Church Of St Leonard is a Grade I listed building in the East Staffordshire local planning authority area, England. First listed on 12 January 1966. A Medieval Church.

Church Of St Leonard

WRENN ID
outer-mortar-meadow
Grade
I
Local Planning Authority
East Staffordshire
Country
England
Date first listed
12 January 1966
Type
Church
Period
Medieval
Source
Historic England listing

Description

Church of St Leonard

Parish church, built around 1300, with a vestry added in 1829–30 and a porch added in 1860 by Street. The chancel was restored in 1851 by Augustus Welby Northmore Pugin. The building is constructed of ashlar with a slate roof to the chancel, featuring crested ridge tiles and coped verges.

The church comprises a west tower with diagonal buttresses, a four-bay nave with aisles and south porch, a three-bay chancel with angle buttresses, and an octagonal north vestry with buttresses at each angle.

The west tower has two stages with a crenellated parapet. The buttresses die away below the belfry stage, which is a later addition, probably of the mid-19th century. The west window is a 2-light opening with a hood mould terminating in heads, restored; above it sits a small square-headed window containing two trefoil-arched lights with super mullions. The belfry openings are pointed 2-light windows with hood moulds terminating in heads. The nave has Late 15th- or 16th-century clerestory windows of three trefoil-headed lights under a 4-centred arch. The aisles contain square-headed windows of two ogee-trefoil arch lights and a moulded parapet. The gabled south porch has a pointed arch to the south door and an arch-braced roof. The chancel has pointed windows with Y-tracery, with bay divisions marked by buttresses. The east window is a pointed 5-light window with intersecting tracery. On the south side is a recess containing a recumbent effigy of a priest, dating from the early 13th century. The vestry has a Tudor arch door to the west, a 3-light window to the north, and a 2-light window to the east; both windows consist of trefoil-arched lights under a square head.

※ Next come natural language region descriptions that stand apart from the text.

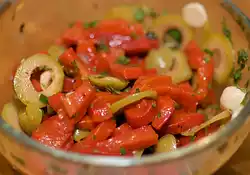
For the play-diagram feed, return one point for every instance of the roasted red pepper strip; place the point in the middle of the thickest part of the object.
(55, 101)
(119, 26)
(36, 84)
(182, 121)
(100, 111)
(77, 102)
(86, 123)
(140, 138)
(204, 65)
(124, 128)
(166, 108)
(103, 131)
(68, 58)
(55, 132)
(141, 113)
(184, 141)
(140, 45)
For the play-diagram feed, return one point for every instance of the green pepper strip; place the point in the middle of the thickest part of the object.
(131, 99)
(223, 115)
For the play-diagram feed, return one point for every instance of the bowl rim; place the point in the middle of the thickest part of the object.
(209, 142)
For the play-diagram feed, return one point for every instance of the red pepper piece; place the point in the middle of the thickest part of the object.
(54, 132)
(55, 101)
(86, 123)
(140, 45)
(36, 84)
(100, 111)
(166, 108)
(103, 131)
(68, 58)
(141, 113)
(119, 26)
(71, 84)
(124, 128)
(182, 121)
(140, 138)
(77, 102)
(184, 141)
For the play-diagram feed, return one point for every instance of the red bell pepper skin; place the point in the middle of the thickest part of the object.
(100, 111)
(140, 45)
(123, 129)
(103, 131)
(166, 108)
(126, 71)
(77, 102)
(182, 121)
(68, 58)
(204, 64)
(140, 138)
(184, 141)
(141, 113)
(86, 123)
(119, 26)
(71, 84)
(36, 84)
(55, 131)
(74, 34)
(55, 101)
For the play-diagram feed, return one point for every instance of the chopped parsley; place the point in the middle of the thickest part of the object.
(209, 52)
(154, 105)
(226, 31)
(137, 90)
(123, 60)
(139, 15)
(122, 151)
(43, 99)
(206, 59)
(90, 24)
(102, 47)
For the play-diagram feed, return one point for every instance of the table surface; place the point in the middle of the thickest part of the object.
(239, 164)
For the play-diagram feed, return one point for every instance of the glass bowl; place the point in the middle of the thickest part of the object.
(27, 27)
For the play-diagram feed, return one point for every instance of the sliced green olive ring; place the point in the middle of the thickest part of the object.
(23, 86)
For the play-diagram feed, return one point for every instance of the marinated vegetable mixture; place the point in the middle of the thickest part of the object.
(134, 83)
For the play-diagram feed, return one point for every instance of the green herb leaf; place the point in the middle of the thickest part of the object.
(43, 99)
(123, 60)
(122, 151)
(139, 15)
(209, 52)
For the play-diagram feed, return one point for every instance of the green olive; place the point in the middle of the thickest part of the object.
(108, 82)
(169, 62)
(80, 134)
(31, 118)
(166, 144)
(174, 26)
(223, 56)
(55, 51)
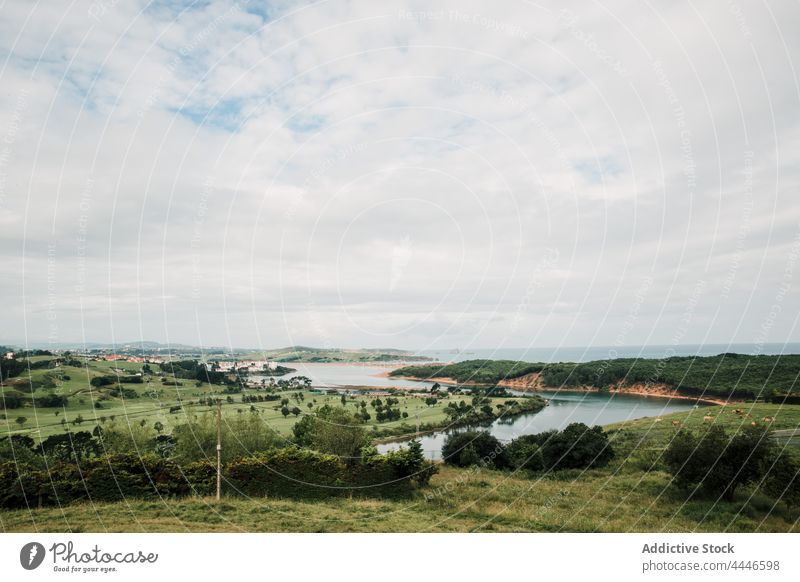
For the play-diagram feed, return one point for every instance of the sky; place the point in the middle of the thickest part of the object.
(384, 174)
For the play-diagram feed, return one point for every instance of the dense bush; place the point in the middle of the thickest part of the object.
(525, 452)
(286, 472)
(243, 435)
(107, 478)
(464, 449)
(783, 480)
(333, 430)
(50, 401)
(714, 464)
(576, 447)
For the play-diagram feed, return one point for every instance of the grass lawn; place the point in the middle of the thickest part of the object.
(653, 433)
(613, 499)
(155, 399)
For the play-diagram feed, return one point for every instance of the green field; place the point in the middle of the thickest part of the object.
(155, 400)
(633, 493)
(618, 498)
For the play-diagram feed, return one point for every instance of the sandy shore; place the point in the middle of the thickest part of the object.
(660, 391)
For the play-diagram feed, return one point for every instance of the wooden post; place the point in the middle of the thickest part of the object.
(219, 449)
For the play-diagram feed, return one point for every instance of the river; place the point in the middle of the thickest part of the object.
(591, 408)
(565, 407)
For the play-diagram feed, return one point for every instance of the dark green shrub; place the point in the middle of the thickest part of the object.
(525, 453)
(577, 447)
(464, 449)
(715, 464)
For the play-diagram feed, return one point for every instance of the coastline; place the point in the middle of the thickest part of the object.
(634, 390)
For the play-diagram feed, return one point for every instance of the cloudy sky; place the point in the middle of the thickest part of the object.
(377, 173)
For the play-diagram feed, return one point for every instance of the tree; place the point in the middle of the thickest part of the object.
(525, 452)
(338, 432)
(715, 464)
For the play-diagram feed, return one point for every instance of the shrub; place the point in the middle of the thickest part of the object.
(464, 449)
(715, 464)
(577, 447)
(525, 453)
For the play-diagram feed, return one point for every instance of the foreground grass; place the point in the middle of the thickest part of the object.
(614, 499)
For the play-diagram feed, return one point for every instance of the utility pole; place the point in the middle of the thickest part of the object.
(219, 449)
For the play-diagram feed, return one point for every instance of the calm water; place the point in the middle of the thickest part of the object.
(590, 408)
(343, 375)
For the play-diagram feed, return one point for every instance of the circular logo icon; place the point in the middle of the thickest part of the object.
(31, 555)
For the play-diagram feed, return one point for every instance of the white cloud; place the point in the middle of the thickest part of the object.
(264, 172)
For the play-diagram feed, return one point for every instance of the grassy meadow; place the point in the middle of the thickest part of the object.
(632, 494)
(91, 406)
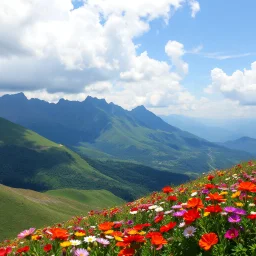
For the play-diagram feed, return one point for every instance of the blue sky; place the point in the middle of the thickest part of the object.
(198, 59)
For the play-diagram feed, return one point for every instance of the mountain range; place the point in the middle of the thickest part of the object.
(99, 130)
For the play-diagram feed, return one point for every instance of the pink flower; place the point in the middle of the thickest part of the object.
(231, 233)
(26, 233)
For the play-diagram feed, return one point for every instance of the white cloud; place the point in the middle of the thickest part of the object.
(240, 86)
(175, 51)
(195, 7)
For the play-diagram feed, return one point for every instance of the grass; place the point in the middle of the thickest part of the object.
(21, 208)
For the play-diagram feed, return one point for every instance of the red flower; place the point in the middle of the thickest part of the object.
(213, 208)
(208, 240)
(172, 198)
(47, 247)
(5, 251)
(167, 227)
(23, 249)
(167, 189)
(215, 197)
(247, 186)
(127, 252)
(191, 215)
(134, 238)
(195, 203)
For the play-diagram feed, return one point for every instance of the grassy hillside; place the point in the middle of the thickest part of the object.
(20, 208)
(100, 130)
(211, 216)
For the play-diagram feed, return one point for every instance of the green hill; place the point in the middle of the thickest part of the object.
(28, 160)
(21, 208)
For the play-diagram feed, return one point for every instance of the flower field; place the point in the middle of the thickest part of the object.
(213, 215)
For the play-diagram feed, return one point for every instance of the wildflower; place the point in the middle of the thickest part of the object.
(102, 241)
(189, 231)
(26, 233)
(247, 186)
(167, 189)
(90, 239)
(58, 233)
(75, 242)
(81, 252)
(190, 216)
(65, 244)
(231, 233)
(167, 227)
(5, 251)
(105, 226)
(234, 218)
(208, 240)
(23, 249)
(195, 203)
(47, 247)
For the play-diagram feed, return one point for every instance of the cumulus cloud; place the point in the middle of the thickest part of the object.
(240, 86)
(195, 7)
(175, 51)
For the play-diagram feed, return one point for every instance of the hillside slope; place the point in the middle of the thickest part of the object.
(100, 130)
(20, 207)
(245, 143)
(28, 160)
(213, 215)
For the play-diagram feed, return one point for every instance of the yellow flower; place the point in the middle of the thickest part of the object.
(109, 232)
(236, 194)
(65, 244)
(118, 238)
(132, 232)
(79, 234)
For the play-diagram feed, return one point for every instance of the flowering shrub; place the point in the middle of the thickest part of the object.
(214, 215)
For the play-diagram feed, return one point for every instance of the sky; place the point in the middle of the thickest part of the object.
(189, 57)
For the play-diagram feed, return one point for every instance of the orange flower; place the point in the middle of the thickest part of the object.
(59, 233)
(191, 216)
(247, 186)
(167, 189)
(105, 226)
(158, 240)
(215, 197)
(167, 227)
(208, 240)
(195, 203)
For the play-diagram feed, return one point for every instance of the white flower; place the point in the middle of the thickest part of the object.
(159, 209)
(75, 242)
(194, 194)
(152, 207)
(90, 239)
(189, 231)
(182, 224)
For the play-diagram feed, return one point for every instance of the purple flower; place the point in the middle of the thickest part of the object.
(240, 211)
(81, 252)
(231, 233)
(234, 218)
(102, 241)
(230, 209)
(179, 213)
(26, 233)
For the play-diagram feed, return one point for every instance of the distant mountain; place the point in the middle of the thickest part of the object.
(23, 208)
(100, 130)
(211, 133)
(245, 143)
(28, 160)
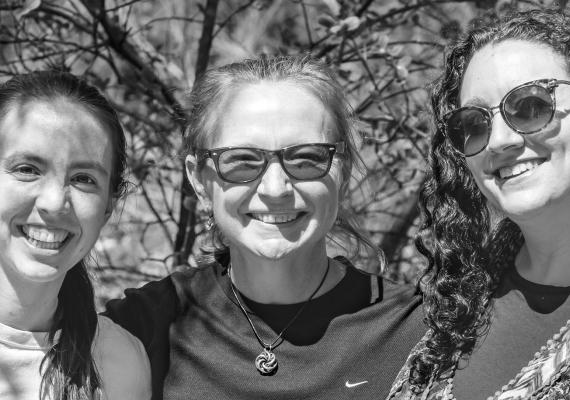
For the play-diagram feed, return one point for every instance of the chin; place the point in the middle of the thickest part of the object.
(42, 273)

Interior: The nave arcade consists of double-chamfered pointed arches on cylindrical columns with moulded capitals and hoodmoulds terminating in heads. A wide pointed chancel arch with continuous roll moulding and broad fillet opens into the chancel. A pointed tower arch with similar moulding, restored, opens into the tower. The nave roof dates from around 1853 and is a copy of the original of around 1500; it is nearly flat with moulded tie beams, principal rafters and ridge piece, and chamfered common rafters. The chancel roof is a 19th-century scissor-braced structure. Sedilia with trefoil-headed niches and a continuous hood mould are present in the chancel, along with a double piscina with a trefoil ogee arch and quatrefoil tracery above two scalloped basins.

Fittings include a 12th-century pillar piscina with a scalloped bowl, a 14th-century octagonal font with roll-moulded bands, and 15th-century bench ends with carved tracery and poppyheads. A 15th-century rood screen, restored by Bodley in 1881, has four lights on each side of a central opening, with a frieze and cresting. A 19th-century octagonal pulpit attributed to Pugin has panelled sides, and a mid-19th-century brass altar rail is present.

Monuments in the chancel include: a chest tomb for Sir Lewis Bagot (died 1534) with incised effigies of Sir Lewis and his two wives on top; a chest tomb for Thomas Bagot (died 1541) and his wife with two incised figures on top; a chest tomb for Sir Richard Bagot (died 1596) and his wife with two recumbent effigies, Sir Richard in plate armour with a helmet topped by a goats-head crest hung above the tomb; an incised floor slab for Francis Aston (died 1593) and his wife; a cartouche for Hervey Bagot (died 1755); and three late 17th- or early 18th-century aedilular wall plaques, one with Ionic columns surmounted by an urn spouting flame and looped-up curtains to the sides, the others with Corinthian columns, foliated brackets, and open-top pediments containing coats of arms. In the vestry are two wall plaques: one for Sir Edward Bagot (died 1673) with a semi-circular head surmounted by a coat of arms and flanking cherubs, and a double plaque for Sir Walter Bagot and Dame Jane Bagot (died 1695) with two semi-circular headed panels, outer foliated pilasters, and a gadrooned cornice.